On Sep 16, 2013, at 1:21 PM, Ken Thomases wrote:
On Sep 16, 2013, at 12:55 PM, Alexandre Julliard wrote:
It's better to avoid adding entry points that don't correspond to Windows APIs. Instead you should request the info when you need it.
Cocoa makes use of the size limits "spontaneously", not just at the time when the user begins to resize a window. On OS X 10.7 and later, the user can resize windows by their edges and the cursor changes to show the available operations. So the limits need to be set in advance and updated whenever the app would respond differently to WM_GETMINMAXINFO. Since I have no way of knowing in advance when it might do so, I figured I would either have to poll (more or less) or piggyback on user32's queries.

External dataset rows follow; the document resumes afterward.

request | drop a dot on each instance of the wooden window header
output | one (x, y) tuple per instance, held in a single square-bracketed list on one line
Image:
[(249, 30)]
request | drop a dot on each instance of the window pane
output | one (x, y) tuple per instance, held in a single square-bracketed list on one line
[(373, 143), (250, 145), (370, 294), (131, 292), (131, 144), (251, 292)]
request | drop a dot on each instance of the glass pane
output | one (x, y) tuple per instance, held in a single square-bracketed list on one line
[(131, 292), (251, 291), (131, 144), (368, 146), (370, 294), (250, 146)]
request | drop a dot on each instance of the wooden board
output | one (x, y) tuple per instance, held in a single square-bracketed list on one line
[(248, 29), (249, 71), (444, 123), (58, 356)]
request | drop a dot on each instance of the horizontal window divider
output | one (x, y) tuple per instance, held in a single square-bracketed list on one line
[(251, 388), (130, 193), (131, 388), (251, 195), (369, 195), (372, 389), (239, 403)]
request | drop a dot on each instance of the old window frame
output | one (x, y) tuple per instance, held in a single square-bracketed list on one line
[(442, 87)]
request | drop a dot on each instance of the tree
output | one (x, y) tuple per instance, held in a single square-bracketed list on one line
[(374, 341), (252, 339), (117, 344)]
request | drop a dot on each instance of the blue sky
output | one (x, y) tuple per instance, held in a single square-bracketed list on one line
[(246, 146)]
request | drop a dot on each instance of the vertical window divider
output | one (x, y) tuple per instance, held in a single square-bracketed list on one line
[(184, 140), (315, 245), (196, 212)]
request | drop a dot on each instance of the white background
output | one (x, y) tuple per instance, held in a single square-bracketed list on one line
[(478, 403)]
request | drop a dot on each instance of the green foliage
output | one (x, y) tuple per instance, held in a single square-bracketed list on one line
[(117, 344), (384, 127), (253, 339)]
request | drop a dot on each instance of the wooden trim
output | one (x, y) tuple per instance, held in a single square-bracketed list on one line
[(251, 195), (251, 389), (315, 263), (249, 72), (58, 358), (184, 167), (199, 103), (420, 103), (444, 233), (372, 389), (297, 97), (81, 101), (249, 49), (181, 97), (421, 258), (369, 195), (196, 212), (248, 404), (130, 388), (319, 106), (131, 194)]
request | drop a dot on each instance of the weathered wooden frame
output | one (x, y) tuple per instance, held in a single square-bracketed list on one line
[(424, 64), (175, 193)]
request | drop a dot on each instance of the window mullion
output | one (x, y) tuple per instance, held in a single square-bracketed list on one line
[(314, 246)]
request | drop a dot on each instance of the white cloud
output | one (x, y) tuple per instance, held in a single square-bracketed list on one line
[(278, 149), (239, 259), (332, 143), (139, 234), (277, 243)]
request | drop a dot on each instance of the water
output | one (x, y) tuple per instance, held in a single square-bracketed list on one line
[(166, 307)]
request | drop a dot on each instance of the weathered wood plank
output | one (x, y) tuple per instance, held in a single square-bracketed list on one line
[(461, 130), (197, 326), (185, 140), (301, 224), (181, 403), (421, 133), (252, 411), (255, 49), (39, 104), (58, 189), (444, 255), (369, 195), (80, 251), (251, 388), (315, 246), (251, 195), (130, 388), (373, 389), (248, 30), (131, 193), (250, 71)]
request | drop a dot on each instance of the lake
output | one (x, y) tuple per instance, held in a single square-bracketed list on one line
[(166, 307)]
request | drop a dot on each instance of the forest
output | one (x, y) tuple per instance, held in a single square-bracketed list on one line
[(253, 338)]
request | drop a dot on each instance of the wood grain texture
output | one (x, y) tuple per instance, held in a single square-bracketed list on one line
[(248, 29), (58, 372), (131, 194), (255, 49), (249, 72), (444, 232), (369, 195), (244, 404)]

Also, it's not clear to me that apps will tolerate WM_GETMINMAXINFO occurring at times when Windows would not send it.
Well, the first "app" that doesn't tolerate it is the user32 test suite. Other than when a user starts to resize a window, any other time I could think of to send WM_GETMINMAXINFO causes test failures.
For now, I've sent new versions of the patches which only get the info at the start of a resize. Until then, Cocoa won't know the size limits and may display incorrect resize cursors at the window edges.
Any suggestions on other times/ways I could query the min/max info without generating messages that will break the tests?